Let us assume that Joe Biden becomes US president after the November elections.
Let us further assume that no civil war erupts over rigging and other controversies.
Even if everything goes smoothly—a big if—Washington’s attempt to rejoin the Joint Comprehensive Plan of Action (JCPOA), will not be smooth sailing.
There is no reason why Islamic Iran should make it easy for the US. Tehran might even reject America’s bid to rejoin.
Analyzing the 2015 JCPOA (aka the Iran nuclear deal), Crescent International wrote in 2016 that anyone with even limited understanding of global politics knows that NATO’s goal remains unchanged.
It wants to overthrow the Islamic governing system in Iran.
A year later when examining Iran’s economic resistance to the US we pointed out that Washington imposed new visa regulations in January 2016 for EU citizens.
Any EU citizen wishing to visit the US who had also been to Iran in the past five years needed to get a visa prior to arrival in America.
This restriction was not in place before the JCPOA was signed.
It was clearly designed to discourage Western tourists from visiting Iran as well as businessmen from participating in Iran’s economic projects.
Thus, Biden’s claim that if elected his regime would rejoin the JCPOA was followed, not surprisingly, by scandalous allegations against Iran.

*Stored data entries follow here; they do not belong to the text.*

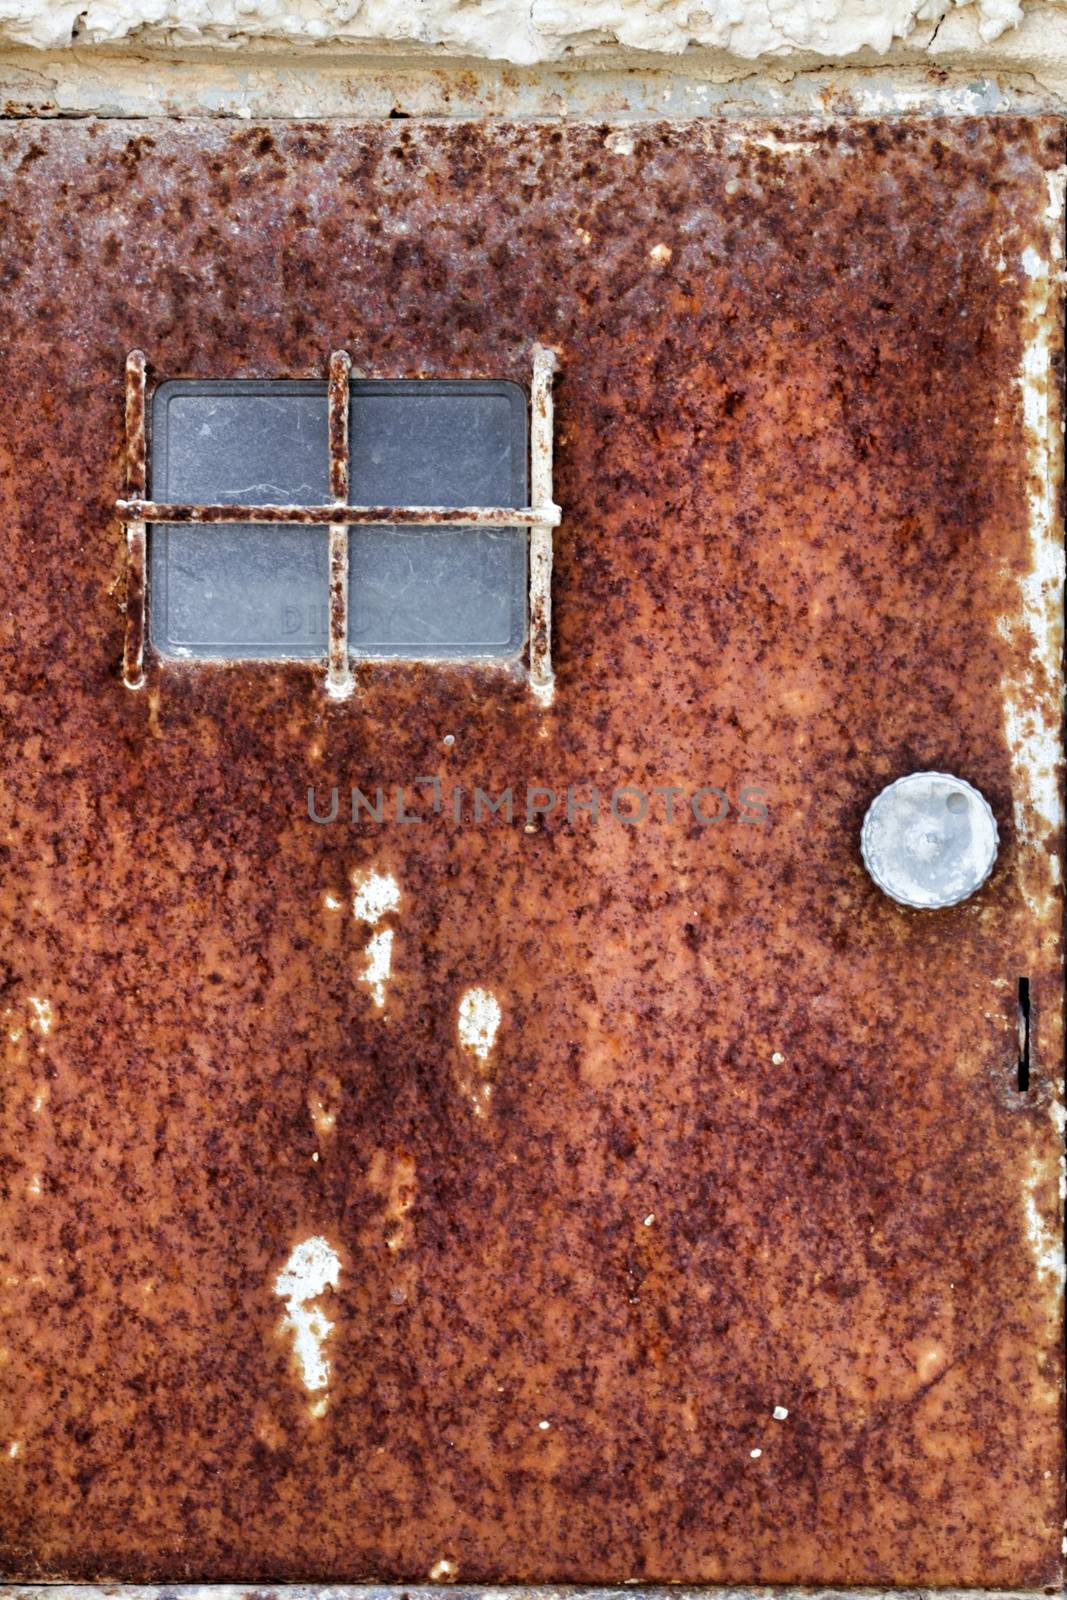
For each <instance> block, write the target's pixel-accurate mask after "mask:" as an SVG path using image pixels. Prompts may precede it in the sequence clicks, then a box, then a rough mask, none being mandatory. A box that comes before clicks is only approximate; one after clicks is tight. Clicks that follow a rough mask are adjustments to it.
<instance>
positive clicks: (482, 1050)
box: [458, 989, 501, 1061]
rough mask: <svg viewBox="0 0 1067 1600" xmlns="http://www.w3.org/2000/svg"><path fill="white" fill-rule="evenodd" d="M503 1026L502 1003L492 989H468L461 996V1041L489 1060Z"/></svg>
mask: <svg viewBox="0 0 1067 1600" xmlns="http://www.w3.org/2000/svg"><path fill="white" fill-rule="evenodd" d="M499 1026H501V1003H499V1000H498V998H496V995H494V994H493V992H491V990H490V989H466V990H464V992H462V995H461V997H459V1019H458V1027H459V1043H461V1045H462V1046H464V1050H470V1051H474V1054H475V1056H477V1058H478V1059H480V1061H488V1059H490V1056H491V1053H493V1045H494V1043H496V1032H498V1029H499Z"/></svg>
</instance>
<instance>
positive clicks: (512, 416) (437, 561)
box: [149, 379, 528, 659]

He asserted that he would be “using hard-nosed diplomacy and support from our allies to strengthen and extend it [JCPOA], while more effectively pushing back against Iran’s other destabilizing activities.”
This once again highlights that JCPOA was merely a means to pressure Iran.
Nevertheless, Biden’s plan and that of his team is based on the assumption that Tehran needs the US to join the JCPOA.
Speaking to a forum organized by New York’s Council on Foreign Relations on September 21, Iran’s Foreign Minister Javad Zarif said that the US must compensate Iran for the hundreds of billions of dollars in economic losses it has suffered.
This, he asserted was the direct result of US not fulfilling its obligations under the JCPOA.
Further, Tehran will not negotiate any new deal to replace the JCPOA, Iran’s top diplomat stated firmly.
Zarif’s statement derives from the reality which even Biden indirectly acknowledges.
Writing for CNN on September 13, Biden admitted that “since Trump took office, Iran or its proxies have killed two American service members and a US contractor, severely injured more than 100 US troops, damaged Saudi oil facilities and disabled commercial ships transiting the Gulf.”
This was Tehran’s response to US aggression under the so-called “maximum pressure” policy, which has completely failed.
Thus, a new regional reality has emerged under which the US is a player but not the principal one.
The world moves on even without Washington’s participation as it has been for the past four years.
Trump’s maximum pressure policy has reinforced Iran’s position that it can increase influence without having to politically pacify the US through JCPOA-type deals.
Tehran’s economic, political and military policies prove this.
Why does this need to change now?
Since the Islamic Revolution in Iran, Tehran has outmaneuvered the US on virtually every front.
This is due to its determination to take steps outside of Western assumptions.
Iran could again institute policies not imagined by US policy-makers.
For instance, it may stipulate that the JCPOA could be kept on life support if the US is excluded. Washington no longer matters in global affairs.